Show that the Fejér Kernel $F_n$ is a good kernel and $\int_{0}^{1}F_n(x)dx = 1$

Question

Given that the Fejér Kernel is defined as the Cesaro sum of the $k$-th Dirichlet kernels from wikipedia, it also notes that the closed form can be written as

$$ F_n(x) = \frac{1}{n}\left(\frac{\sin(\frac{nx}{2})}{\sin(\frac{x}{2})}\right)^2.$$

However I don't really understand how to verify this. The textbook I am using got the closed form from convolution properties, but I am trying to show it without using anything related to convolution explicitly.

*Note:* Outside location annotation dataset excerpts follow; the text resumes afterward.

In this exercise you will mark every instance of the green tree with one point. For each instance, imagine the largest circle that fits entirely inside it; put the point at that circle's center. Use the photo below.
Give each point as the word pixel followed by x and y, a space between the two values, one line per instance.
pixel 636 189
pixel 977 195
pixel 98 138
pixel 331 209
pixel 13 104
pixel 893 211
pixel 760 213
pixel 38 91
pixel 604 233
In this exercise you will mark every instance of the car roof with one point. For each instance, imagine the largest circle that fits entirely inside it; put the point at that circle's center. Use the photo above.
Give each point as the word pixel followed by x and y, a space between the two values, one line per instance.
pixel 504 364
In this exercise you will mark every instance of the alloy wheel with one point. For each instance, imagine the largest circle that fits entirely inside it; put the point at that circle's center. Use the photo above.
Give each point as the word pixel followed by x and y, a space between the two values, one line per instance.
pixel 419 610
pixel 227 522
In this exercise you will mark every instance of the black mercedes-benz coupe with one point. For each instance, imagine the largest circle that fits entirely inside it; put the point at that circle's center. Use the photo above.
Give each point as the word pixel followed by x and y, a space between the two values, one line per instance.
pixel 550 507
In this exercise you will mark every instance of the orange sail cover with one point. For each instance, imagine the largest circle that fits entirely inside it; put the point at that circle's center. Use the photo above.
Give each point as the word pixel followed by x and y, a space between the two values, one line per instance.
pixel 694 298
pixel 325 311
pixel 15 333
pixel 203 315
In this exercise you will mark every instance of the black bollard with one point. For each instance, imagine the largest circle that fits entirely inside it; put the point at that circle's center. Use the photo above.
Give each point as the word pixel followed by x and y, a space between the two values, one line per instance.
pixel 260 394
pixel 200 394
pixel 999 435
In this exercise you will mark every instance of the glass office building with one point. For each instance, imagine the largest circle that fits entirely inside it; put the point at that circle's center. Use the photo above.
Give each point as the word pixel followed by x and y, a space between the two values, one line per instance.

I think understanding the above form will help me understand how $\int_{0}^{1}F_n(x)dx = 1$. Please note that my background is only an introductory first semester to real analysis too.

Answer 1

If I understand correctly, you want to show that

${\displaystyle F_{n}(x)={\frac {1}{n}}\sum _{k=0}^{n-1}D_{k}(x),}$ where ${\displaystyle D_{k}(x)=\sum _{s=-k}^{k}{\rm {e}}^{isx}}$ can be written in closed form as $F_n(x) = \frac{1}{n}\left(\frac{\sin(\frac{nx}{2})}{\sin(\frac{x}{2})}\right)^2$.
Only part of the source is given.